Considering the complex number $j$ such that $$ j = \frac{-1}{2} + i\frac{\sqrt3}{2} $$ Prove that $ \forall n \in \Bbb Z : $ $$ ( j^{2n} - j^n ) \in i\Bbb R $$
( $i\Bbb R$ being the set of pure imaginary numbers)
Asked
Active
Viewed 679 times
1
-
@Useless I considered $ u = j^{2n} - j^n $ and tried to prove that its complex conjugate was equal to $-u$ but that was to no avail – Abbkey Jan 19 '18 at 12:21
-
Why the upvotes? This is pure do-my-hwk-for-me-asap stuff. – Did Jan 27 '18 at 12:38
-
Shouldn't I upvote the answers that were helpful ? I don't understand what you mean – Abbkey Jan 27 '18 at 12:46
-
You should first and foremost start posting questions with context. That the present question received 4 upvotes signals a serious misunderstanding of the purpose of this site. – Did Jan 27 '18 at 13:34
-
Sure. I'll keep that in mind if I post any new question. Thanks for the clarification. – Abbkey Jan 27 '18 at 13:40
3 Answers
5
Observing that $$j^2=\left(\frac{-1}{2} + i\frac{\sqrt3}{2}\right)^2=-\frac{1}{2} - i\frac{\sqrt3}{2}=\overline{j}$$
then since $\Im(z) =\frac{1}{2i}(z-\overline{z})$ we obviously get $$j^{2n}-j^n =\bar{j}^{n}-j^n =\overline{j^n} - j^n = \color{blue}{-2i\Im(j^n) \in i\Bbb R} $$
Guy Fsone
- 23,903
-
-
-
I added your answer since it's similar to mine and would save me a lot of typing time, if you don't mind of course – Abbkey Jan 19 '18 at 18:30
-
@Abbkey Also don't forget to put a green-checkmark (see it the right to the answers) on your favored answer it is important for the visitors and reader of your post and to the incoming users of MSE – Guy Fsone Jan 19 '18 at 18:32
4
Hint:
Note that using Euler's formula, we can write $$ j = \cos \frac{2\pi}3 + i\sin \frac{2\pi}3 = e^{\dfrac{2\pi i} 3}$$ which is a complex root of unity.
-
@Abbkey Even without Euler's, you may notice that $j$ is a complex root of unity, so: $$j^2 = \bar j$$ the conjugate of $j$. Thus, in a few steps we can easily show that $$j^{2n}-j^n = \bar j^n - j^n \in i\mathbb R$$ – Jan 19 '18 at 12:33
-
I am not sure whether your $\overline j^n-j^n$ was meant to represent $\left(\bar j\right)^n-j^n$ or $\overline {\left(j^n\right)}-j^n$ - they are of course the same thing, though the second is more obviously purely imaginary – Henry Jan 19 '18 at 12:39
-
-
-
@Downvoter: I see you have downvoted my answers in a serial fashion.
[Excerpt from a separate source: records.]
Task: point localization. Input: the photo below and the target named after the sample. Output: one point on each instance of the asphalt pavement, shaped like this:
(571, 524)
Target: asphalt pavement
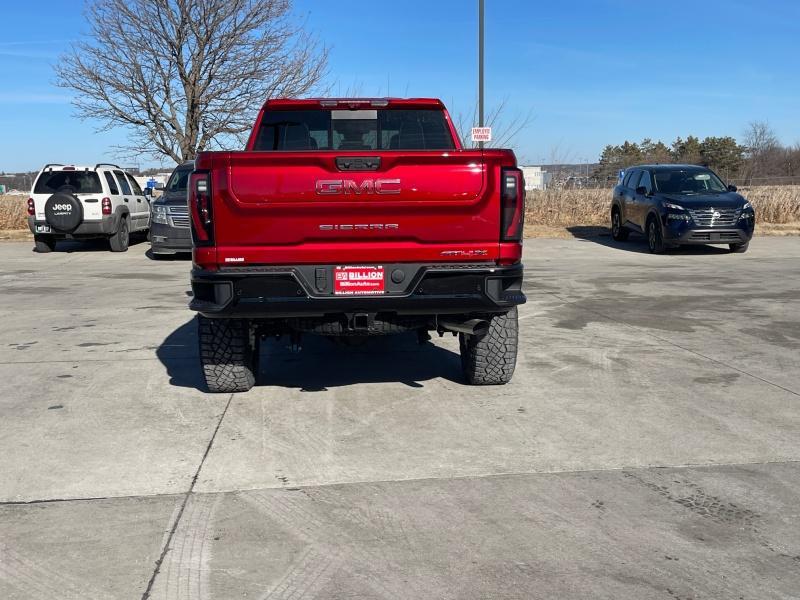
(647, 446)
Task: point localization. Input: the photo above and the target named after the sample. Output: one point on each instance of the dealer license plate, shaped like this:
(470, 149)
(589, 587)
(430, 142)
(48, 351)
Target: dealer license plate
(358, 281)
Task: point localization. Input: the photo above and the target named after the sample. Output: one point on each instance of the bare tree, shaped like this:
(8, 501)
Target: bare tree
(763, 151)
(186, 75)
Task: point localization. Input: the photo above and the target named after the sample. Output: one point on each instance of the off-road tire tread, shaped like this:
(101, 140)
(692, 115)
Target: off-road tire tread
(490, 359)
(623, 233)
(115, 241)
(226, 357)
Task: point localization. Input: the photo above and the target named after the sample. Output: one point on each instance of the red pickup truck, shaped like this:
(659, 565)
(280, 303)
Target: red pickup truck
(355, 217)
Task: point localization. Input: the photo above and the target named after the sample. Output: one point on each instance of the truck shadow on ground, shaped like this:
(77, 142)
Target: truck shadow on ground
(636, 242)
(322, 363)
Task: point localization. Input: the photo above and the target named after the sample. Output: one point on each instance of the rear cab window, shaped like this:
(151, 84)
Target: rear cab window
(123, 183)
(112, 184)
(178, 181)
(134, 185)
(645, 182)
(358, 130)
(72, 182)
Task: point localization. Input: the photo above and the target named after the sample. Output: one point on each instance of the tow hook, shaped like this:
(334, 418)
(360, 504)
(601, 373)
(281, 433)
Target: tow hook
(479, 327)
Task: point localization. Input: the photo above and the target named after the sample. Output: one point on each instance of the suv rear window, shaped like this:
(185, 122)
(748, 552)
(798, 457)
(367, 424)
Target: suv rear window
(75, 182)
(354, 130)
(178, 181)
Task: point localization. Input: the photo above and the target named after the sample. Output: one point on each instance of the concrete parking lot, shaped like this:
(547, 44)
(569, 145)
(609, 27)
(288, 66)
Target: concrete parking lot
(647, 447)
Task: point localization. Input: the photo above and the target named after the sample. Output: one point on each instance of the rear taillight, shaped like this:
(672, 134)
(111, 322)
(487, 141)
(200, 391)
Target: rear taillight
(512, 211)
(200, 207)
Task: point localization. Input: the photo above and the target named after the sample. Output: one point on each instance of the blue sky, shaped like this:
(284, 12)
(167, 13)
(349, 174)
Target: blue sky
(588, 73)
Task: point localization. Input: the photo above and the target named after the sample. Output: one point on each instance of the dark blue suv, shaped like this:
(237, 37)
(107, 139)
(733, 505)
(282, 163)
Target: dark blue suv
(674, 205)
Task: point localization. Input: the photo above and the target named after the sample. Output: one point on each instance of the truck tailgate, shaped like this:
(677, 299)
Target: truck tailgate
(321, 207)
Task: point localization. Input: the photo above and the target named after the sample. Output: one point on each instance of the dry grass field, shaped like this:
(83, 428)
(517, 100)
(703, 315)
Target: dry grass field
(13, 212)
(550, 211)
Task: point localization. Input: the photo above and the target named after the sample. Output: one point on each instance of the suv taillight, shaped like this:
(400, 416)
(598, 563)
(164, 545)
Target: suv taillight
(200, 208)
(512, 205)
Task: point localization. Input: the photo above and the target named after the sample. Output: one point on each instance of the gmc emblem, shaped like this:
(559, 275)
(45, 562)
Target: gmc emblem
(367, 186)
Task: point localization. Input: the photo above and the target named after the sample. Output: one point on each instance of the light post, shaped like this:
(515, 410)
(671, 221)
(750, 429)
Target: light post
(480, 67)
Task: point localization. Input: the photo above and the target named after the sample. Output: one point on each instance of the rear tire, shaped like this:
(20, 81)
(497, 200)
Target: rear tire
(490, 359)
(618, 232)
(739, 248)
(44, 243)
(119, 241)
(655, 238)
(228, 360)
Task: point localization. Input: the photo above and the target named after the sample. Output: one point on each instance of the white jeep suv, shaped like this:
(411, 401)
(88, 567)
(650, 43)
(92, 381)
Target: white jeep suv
(70, 202)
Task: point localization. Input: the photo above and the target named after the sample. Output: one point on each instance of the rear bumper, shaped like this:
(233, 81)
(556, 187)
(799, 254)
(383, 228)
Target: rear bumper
(165, 239)
(87, 229)
(687, 233)
(305, 291)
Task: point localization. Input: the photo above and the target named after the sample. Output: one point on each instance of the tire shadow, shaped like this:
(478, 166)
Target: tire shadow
(322, 363)
(636, 242)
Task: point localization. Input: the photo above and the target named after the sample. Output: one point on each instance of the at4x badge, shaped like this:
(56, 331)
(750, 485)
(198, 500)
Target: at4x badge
(469, 253)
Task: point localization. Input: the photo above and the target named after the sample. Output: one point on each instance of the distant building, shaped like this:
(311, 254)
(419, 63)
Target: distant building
(536, 178)
(144, 181)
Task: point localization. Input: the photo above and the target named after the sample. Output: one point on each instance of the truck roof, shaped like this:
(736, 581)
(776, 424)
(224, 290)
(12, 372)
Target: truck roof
(288, 103)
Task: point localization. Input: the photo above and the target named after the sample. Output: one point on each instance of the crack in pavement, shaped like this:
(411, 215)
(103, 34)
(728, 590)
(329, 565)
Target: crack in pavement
(173, 529)
(647, 332)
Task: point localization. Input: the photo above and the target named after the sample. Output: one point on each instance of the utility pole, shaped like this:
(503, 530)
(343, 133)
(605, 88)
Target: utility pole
(480, 67)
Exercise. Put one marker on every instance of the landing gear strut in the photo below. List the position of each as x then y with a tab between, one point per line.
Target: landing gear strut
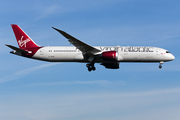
90	67
160	64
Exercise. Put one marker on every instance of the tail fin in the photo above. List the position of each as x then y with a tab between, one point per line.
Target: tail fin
23	40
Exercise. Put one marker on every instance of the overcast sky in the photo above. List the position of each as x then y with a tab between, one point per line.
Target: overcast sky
37	90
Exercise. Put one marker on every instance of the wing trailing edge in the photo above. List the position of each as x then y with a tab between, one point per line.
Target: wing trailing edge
83	47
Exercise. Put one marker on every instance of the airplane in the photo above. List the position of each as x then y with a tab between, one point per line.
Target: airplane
108	56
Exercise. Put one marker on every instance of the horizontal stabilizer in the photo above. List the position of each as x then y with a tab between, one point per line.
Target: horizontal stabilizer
17	49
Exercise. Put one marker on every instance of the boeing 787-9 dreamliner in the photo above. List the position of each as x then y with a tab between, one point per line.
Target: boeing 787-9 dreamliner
108	56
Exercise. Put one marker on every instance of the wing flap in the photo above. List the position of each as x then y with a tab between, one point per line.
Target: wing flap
17	49
85	48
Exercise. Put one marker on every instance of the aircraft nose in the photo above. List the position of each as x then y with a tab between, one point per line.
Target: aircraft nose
173	57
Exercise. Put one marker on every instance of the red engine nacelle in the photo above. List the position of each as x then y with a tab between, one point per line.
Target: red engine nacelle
110	55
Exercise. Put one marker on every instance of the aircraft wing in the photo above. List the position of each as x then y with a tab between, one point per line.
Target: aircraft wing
17	49
83	47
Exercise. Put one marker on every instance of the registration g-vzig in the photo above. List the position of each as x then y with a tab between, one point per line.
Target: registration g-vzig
110	57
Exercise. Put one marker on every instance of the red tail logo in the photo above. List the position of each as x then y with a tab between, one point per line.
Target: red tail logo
23	40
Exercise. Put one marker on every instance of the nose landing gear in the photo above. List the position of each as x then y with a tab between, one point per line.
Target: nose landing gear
90	67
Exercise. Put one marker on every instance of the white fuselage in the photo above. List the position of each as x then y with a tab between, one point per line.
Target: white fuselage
125	54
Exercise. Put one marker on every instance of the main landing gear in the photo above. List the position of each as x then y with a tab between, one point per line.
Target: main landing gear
90	67
160	64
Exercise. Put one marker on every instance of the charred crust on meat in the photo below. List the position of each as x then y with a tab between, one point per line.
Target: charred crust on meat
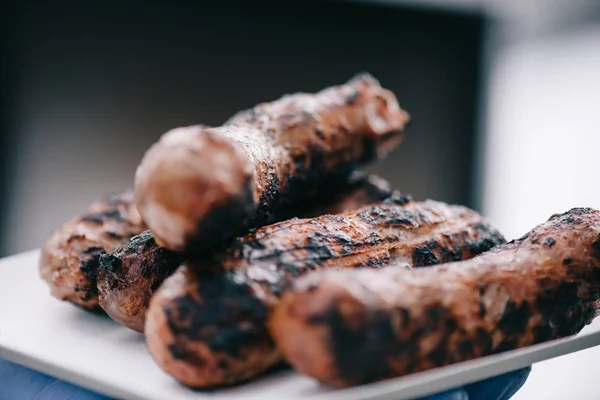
90	258
228	318
102	217
270	197
109	262
515	318
399	199
367	337
424	255
596	247
219	223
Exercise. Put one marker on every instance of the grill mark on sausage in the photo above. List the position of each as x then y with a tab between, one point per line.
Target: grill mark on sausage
277	151
514	295
231	306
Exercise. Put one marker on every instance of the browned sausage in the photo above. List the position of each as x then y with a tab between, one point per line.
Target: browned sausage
69	257
209	329
198	187
129	276
347	328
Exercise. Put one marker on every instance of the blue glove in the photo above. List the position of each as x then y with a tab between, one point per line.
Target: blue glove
20	383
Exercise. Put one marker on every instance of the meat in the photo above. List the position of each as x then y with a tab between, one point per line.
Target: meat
198	187
69	258
209	328
347	328
129	276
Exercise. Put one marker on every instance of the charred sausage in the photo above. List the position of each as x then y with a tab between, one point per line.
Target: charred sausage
209	329
129	276
69	258
347	328
199	187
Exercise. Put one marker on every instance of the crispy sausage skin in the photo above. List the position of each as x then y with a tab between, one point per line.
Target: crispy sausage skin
209	329
129	276
347	328
198	187
69	258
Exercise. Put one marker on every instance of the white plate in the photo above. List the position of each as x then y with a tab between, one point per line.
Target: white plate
92	351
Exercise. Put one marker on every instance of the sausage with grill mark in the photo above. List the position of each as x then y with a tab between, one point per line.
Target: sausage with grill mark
69	258
347	328
198	187
129	276
206	325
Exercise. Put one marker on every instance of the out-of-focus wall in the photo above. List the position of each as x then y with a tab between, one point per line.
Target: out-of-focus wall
98	82
542	141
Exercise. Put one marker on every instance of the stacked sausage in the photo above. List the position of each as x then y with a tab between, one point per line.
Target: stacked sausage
258	242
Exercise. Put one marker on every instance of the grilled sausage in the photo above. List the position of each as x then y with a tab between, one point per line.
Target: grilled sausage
209	329
129	276
69	258
347	328
198	187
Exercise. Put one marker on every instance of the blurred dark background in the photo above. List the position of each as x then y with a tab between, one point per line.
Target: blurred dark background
92	84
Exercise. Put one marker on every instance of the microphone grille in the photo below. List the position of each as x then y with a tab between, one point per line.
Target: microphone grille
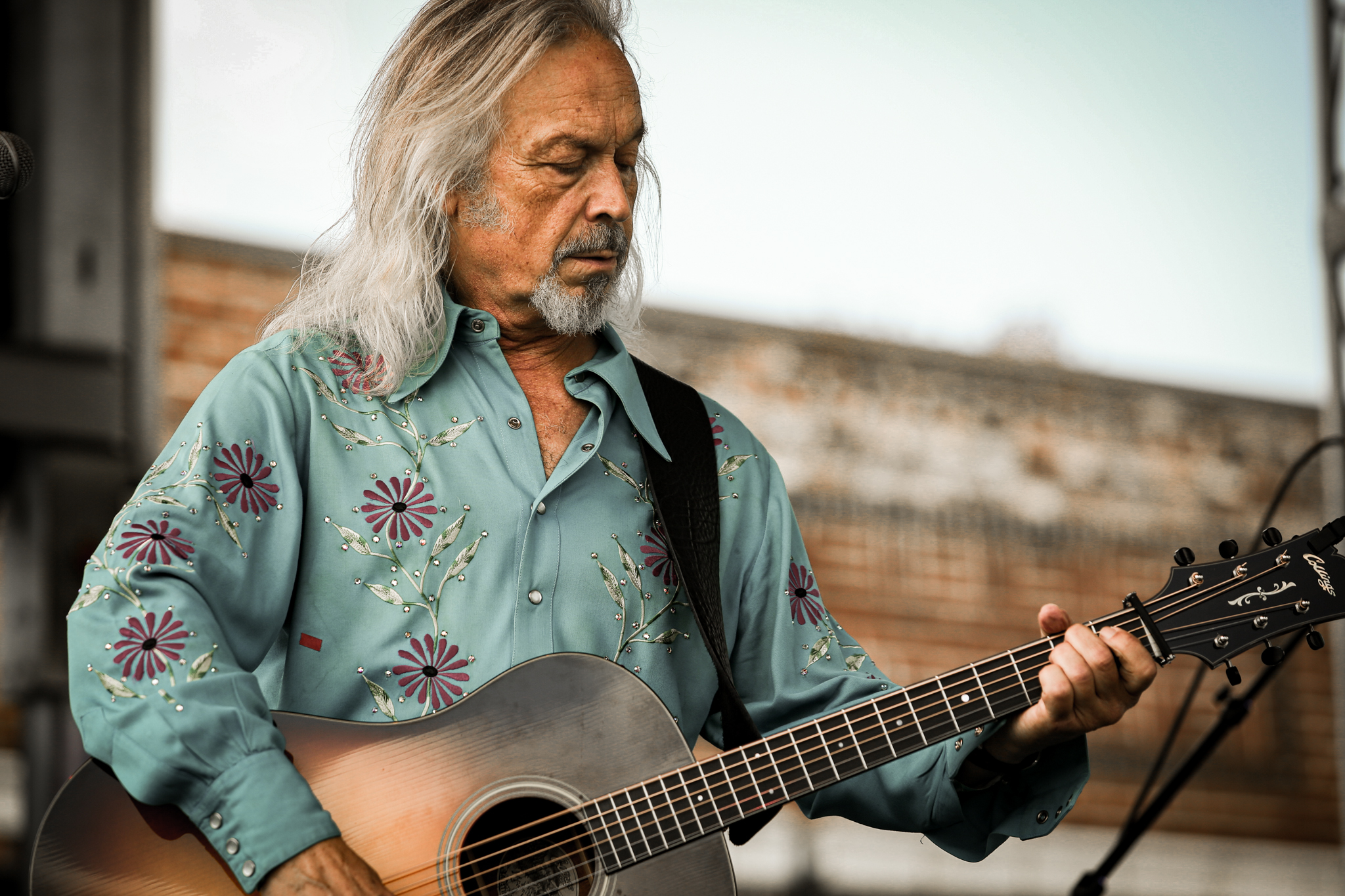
15	164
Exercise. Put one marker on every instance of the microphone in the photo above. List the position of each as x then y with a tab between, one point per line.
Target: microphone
15	164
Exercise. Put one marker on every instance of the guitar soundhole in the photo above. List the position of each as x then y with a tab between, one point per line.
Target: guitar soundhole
526	847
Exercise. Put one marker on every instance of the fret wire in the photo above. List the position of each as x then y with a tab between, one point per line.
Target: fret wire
654	815
770	753
747	763
915	717
803	763
734	792
686	792
822	740
1019	672
621	824
857	747
635	817
709	794
984	695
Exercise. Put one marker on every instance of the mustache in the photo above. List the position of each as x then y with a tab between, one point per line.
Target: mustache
606	237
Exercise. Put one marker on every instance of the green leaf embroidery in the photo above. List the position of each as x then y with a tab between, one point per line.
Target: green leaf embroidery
820	649
194	454
619	473
632	570
354	539
381	699
322	387
613	586
464	558
450	435
88	599
351	436
227	524
115	687
447	536
734	463
386	594
200	667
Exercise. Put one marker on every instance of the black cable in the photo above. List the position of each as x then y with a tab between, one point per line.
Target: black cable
1130	832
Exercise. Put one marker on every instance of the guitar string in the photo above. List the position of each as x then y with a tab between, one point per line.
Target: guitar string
933	700
669	803
743	762
900	719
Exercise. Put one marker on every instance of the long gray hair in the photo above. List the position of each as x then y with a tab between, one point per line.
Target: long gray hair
427	128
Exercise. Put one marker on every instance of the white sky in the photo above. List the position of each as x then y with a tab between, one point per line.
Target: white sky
1134	174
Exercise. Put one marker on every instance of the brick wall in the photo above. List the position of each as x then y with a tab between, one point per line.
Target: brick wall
944	498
I don't care about it and may God judge you. – Jan 20 '18 at 08:22
-
There must be a misunderstanding here. I clicked on the arrow pointing up, because I intuitively though that that was how you upvote the answers. I don't see why I would downvote since you're trying to help me. Maybe there something wrong with the app but again I didn't downvote. – Abbkey Jan 21 '18 at 12:38
1
$$j=e^{2\pi i/3}$$
$$j^m=e^{2\pi i m/3}=\cos\dfrac{2m\pi }3+i\sin\dfrac{2m\pi }3$$ using How to prove Euler's formula: $e^{i\varphi}=\cos(\varphi) +i*\sin(\varphi)$?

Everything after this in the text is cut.